Esta falta de acutilância combinava com a coesão do bloco do Santa Clara, disposto num 5-4-1 colado à sua área para tirar a Gyökeres a savana de espaço que mais lhe apraz e com os seus jogadores próximos uns dos outros, a fechar linhas de passe ao centro. A reação do Sporting às perdas de bola era rápida e até as recuperava rapidamente, rara foi a vez que os açorianos, em jogo corrido, chegavam em condições a Safira e dava protagonismo aos seus médios. Pouco atacavam, mas o conforto era bastante.
Fora um remate extemporâneo de Matheus Reis, na área, além de um raide de Catamo que cruzou a bola em que Trincão, sozinho na marca de penálti, não acertou com a cabeça, o Sporting nada criou. Era uma pálida imitação sua, um holograma parecido nas feições em que não se apalpava a equipa de há poucas semanas, um coletivo sem a cilindrada habitual. E quando o Santa Clara bateu um pontapé de baliza banal, longo e para a frente, pequenos erros fundiram para originarem um imbróglio.
A Safira foi permitido receber a bola no peito, sem incómodos, para tabelar com um companheiro no meio da passividade leonina e depois lançar Vinícius Lopes com um passe algo manso nas costas da linha defensiva do Sporting, que teve os três centrais preocupados em cobri-lo e, fatalmente, Matheus Reis, o mais afastado da ação que acorreu à zona da bola como se fosse o último homem. O desnorte na abordagem deixou o brasileiro do Santa Clara solto e com a bola a jeito para fuzilar (33’) a baliza na única vez que os açorianos a alcançaram. O ritmo pesaroso do Sporting batia-lhe em cheio no próprio queixo.
Na sua oportunidade de interferir no jogo, João Pereira trocou a complicação de Marcus Edwards nas suas ações com bola, pouco prático a decidir o que lhe fazer, pela presença de Conrad Harder no centro-esquerda. Na ala direita, abdicou de um Geovany Quenda nesta noite incapaz de sair a sorrir no um para depositar Catamo no seu lado preferencial e ter Maxi Araújo a dar largura à esquerda. Se a equipa não funcionava por dentro, iria então tentar por fora.
Era por aí, mas não exclusivamente por aí, que o Sporting poderia obrigar o Santa Clara a estender o seu bloco, forçar espaços entre os adversários e variar, sobretudo diversificar as suas tentativas de ataque à área. Com Araújo aberto na esquerda, Harder espreitou os half spaces entre os defesas, Catamo do outro lado encarava e ia para cima, Daniel Bragança fez-se mais irrequieto, querendo a bola e tentando passá-la com outra pressa. Sentia-se a urgência nos leões.

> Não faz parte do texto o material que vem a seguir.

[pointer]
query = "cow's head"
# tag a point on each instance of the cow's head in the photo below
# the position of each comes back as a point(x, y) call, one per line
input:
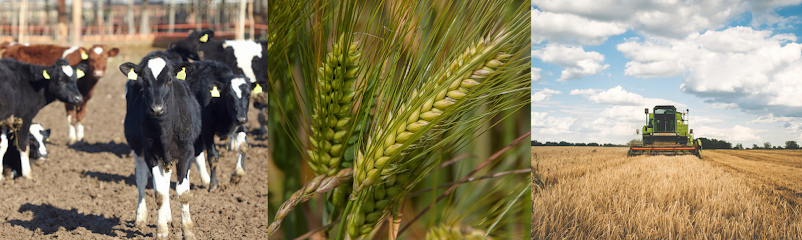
point(60, 80)
point(157, 77)
point(188, 47)
point(98, 56)
point(237, 97)
point(38, 136)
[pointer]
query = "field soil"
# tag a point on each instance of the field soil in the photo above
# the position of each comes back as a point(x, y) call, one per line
point(88, 190)
point(599, 193)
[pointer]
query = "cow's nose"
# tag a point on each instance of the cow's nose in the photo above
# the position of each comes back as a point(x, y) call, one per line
point(157, 109)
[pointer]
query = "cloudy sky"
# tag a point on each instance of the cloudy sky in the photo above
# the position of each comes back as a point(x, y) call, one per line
point(735, 64)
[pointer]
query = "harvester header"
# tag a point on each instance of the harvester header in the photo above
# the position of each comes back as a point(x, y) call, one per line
point(666, 133)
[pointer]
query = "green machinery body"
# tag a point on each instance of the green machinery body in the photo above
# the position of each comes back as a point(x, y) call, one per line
point(666, 133)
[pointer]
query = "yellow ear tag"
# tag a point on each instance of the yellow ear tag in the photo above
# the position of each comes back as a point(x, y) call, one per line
point(79, 73)
point(182, 74)
point(214, 92)
point(132, 75)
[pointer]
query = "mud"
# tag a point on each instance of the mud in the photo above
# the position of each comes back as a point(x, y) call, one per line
point(88, 190)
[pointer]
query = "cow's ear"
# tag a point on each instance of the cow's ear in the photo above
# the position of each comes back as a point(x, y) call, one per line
point(113, 52)
point(84, 56)
point(205, 35)
point(130, 69)
point(181, 70)
point(81, 69)
point(61, 62)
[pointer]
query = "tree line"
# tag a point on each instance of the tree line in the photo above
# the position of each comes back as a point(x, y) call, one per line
point(564, 143)
point(706, 144)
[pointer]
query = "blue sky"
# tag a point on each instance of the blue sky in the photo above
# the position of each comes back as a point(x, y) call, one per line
point(735, 64)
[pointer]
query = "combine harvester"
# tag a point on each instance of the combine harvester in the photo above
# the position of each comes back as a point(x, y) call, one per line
point(666, 133)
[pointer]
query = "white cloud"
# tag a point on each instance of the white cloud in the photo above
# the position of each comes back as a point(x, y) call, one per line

Cedo se percebeu que a inoperância coletiva seria imune a estas vontades. O Sporting imergiu também na segunda parte, sem forma de contornar a coesão defensiva de um Santa Clara disposto a resumir-se a isso, organização e sofrimento, a jogadores a festejarem cortes na área e a inspirar-se em Luís Rocha, central de 38 anos, carapaça tão calejada de tantas tardes e noites assim, que levou a ‘luta’ ao corpo de Gyökeres e quase domesticou um avançado badalado como indomável. Na única vez que o perdeu de vista, a suficiente para uma fatalidade, a cabeça do sueco pretenderia fazer a bola cruzada por Harder marrar em fúria contra a baliza. Deu-lhe de raspão, ela saiu ao lado do poste.
No desalento de Gyökeres, estendido na relva incrédulo, extraiu-se não o bulldozer habitual que já vimos a barafustar no final de jogos, faminto por mais golos além dos vários que tinha marcado, mas um corpo algo impávido, não derrotado, sim quase descrente do que estava a suceder. Essa impressão visitou outros corpos na noite de Alvalade.
O até há pouco tempo infalível Trincão, maior catalisador de jogadas de perigo e desbloqueadores criativos de problemas, formiguinha pronta a colocar os ataques a rolar sem hesitações, deixou uma pálida exibição contra o Santa Clara, emaranhado em dribles falhados, tabelas não conseguidas e raides com a bola cortados por adversários. Como Gyökeres, abafado por Luís Rocha e uns açorianos que baniram os espaços na profundidade do estádio, mas mal servido por uma equipa que jamais criou condições para o sueco aparecer no jogo. Com o sueco anulado, apenas se viu uma cabeça de Diomande num canto que nem à baliza foi.
O Sporting forçou e insistiu, os jogadores no campo a cederem à pressa desmiolada, os que estavam no banco em pé, a incitá-los com alento. Cada minuto contado parecia reforçar a ansiedade dos leões e acentuar as trocas de bola redundantes, que iam à esquerda, ao centro do campo e à direita, depois da direita ao miolo e de volta à esquerda. Neste tempo de julgamentos à boleia de perceções, várias das captadas em Alvalade convergiam num ponto: mais do que confiantes no plano e donos de clareza para dar a volta à intempérie, os jogadores do Sporting pareciam perdidos, quase rendidos ao desespero.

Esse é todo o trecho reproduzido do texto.